B Assessment of the effect of knockdown of antioxidant genes in human adrenocortical cell lines (H295R and HAC15) on;
i) ROS levels, glutathione ratio, STAR mRNA and protein levels
ii) steroidogenic profiles
iii) altered AO gene expression
C To attempt to rescue the phenotype in knockdown cell lines
i) by pharmacological intervention
ii) by overexpression of another antioxidant system
Understanding the mechanisms by which OS causes adrenal cell dysfunction could have a much wider indirect impact. Such knowledge may be instructive in the wide range of more prevalent human disorders associated with OS (listed above). Utilising knockdown adrenal cell lines as models for OS and AO treatment as proposed here could give us insights into more effective treatments for these conditions.

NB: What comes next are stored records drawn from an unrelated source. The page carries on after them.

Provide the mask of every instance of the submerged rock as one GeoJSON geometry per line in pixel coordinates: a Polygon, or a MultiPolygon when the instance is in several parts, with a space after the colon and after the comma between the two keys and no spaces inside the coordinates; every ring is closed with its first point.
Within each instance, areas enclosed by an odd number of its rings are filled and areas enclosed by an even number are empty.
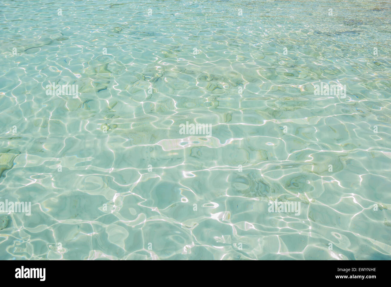
{"type": "Polygon", "coordinates": [[[0,230],[4,229],[8,224],[8,216],[0,216],[0,230]]]}
{"type": "Polygon", "coordinates": [[[15,150],[0,150],[0,176],[7,169],[10,169],[14,166],[14,160],[20,152],[15,150]]]}

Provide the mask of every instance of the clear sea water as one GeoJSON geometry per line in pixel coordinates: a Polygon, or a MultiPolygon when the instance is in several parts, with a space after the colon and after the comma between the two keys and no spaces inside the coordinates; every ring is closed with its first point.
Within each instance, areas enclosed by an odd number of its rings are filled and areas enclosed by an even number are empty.
{"type": "Polygon", "coordinates": [[[0,259],[391,259],[390,4],[2,0],[0,259]]]}

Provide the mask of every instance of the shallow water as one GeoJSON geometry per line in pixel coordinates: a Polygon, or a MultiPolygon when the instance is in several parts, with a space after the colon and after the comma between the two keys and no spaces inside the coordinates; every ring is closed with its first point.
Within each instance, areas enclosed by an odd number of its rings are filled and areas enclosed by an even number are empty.
{"type": "Polygon", "coordinates": [[[2,1],[0,259],[391,259],[390,3],[2,1]]]}

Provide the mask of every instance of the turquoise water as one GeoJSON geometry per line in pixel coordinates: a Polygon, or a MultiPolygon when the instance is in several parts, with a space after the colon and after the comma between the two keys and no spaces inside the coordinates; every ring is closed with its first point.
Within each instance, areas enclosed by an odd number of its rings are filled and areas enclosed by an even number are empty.
{"type": "Polygon", "coordinates": [[[0,259],[391,259],[390,3],[2,1],[0,259]]]}

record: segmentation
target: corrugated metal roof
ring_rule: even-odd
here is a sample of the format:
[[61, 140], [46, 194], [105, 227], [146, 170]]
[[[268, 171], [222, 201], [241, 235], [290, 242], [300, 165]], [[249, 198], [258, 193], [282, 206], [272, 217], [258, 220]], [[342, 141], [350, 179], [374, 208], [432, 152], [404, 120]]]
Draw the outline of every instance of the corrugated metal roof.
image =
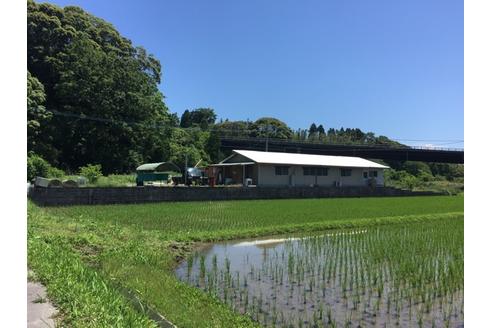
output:
[[[310, 155], [295, 153], [276, 153], [254, 150], [233, 150], [251, 161], [260, 164], [288, 164], [288, 165], [313, 165], [313, 166], [335, 166], [335, 167], [363, 167], [387, 169], [388, 166], [368, 161], [360, 157], [350, 156], [328, 156], [328, 155]], [[230, 158], [230, 157], [229, 157]], [[223, 160], [227, 162], [229, 158]], [[238, 163], [239, 164], [239, 163]]]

Decades of research support the idea that oxidative stress (OS) initiates and promotes cardiovascular, neurologic, and immune-related conditions. OS may arise from an imbalance between the production of reactive oxygen species (ROS) and the detoxification of these species by antioxidant defence systems such as the glutathione and thioredoxin systems. At present, relatively little is known about the contribution of individual enzymes to the redox metabolism in different cell types. We have identified mutations in four different antioxidant genes in patients with Familial Glucocorticoid Deficiency (OMIM 202200) causing isolated adrenal dysfunction. Our data suggest that, in humans, the glutathione and thioredoxin systems are crucial for ROS detoxification in adrenal cells. There are many publications on antioxidant defence by these systems in tissues and organs especially liver, heart and pancreas, but most of these studies have been performed in mice and rats. There has been no study of this system in the human adrenal. Characterising the antioxidant genes that cause FGD may lead to a better understanding of the mechanisms by which OS causes cell dysfunction in the adrenal and could have a much wider indirect impact. Such knowledge may be instructive in the wide range of more prevalent human disorders associated with oxidative stress including neurodegenerative diseases, cancer, stroke, diabetes and cardiac dysfunction. Utilising knockdown adrenal cell lines as models for OS and antioxidant treatment as proposed here could give us insights into more effective treatments for these conditions.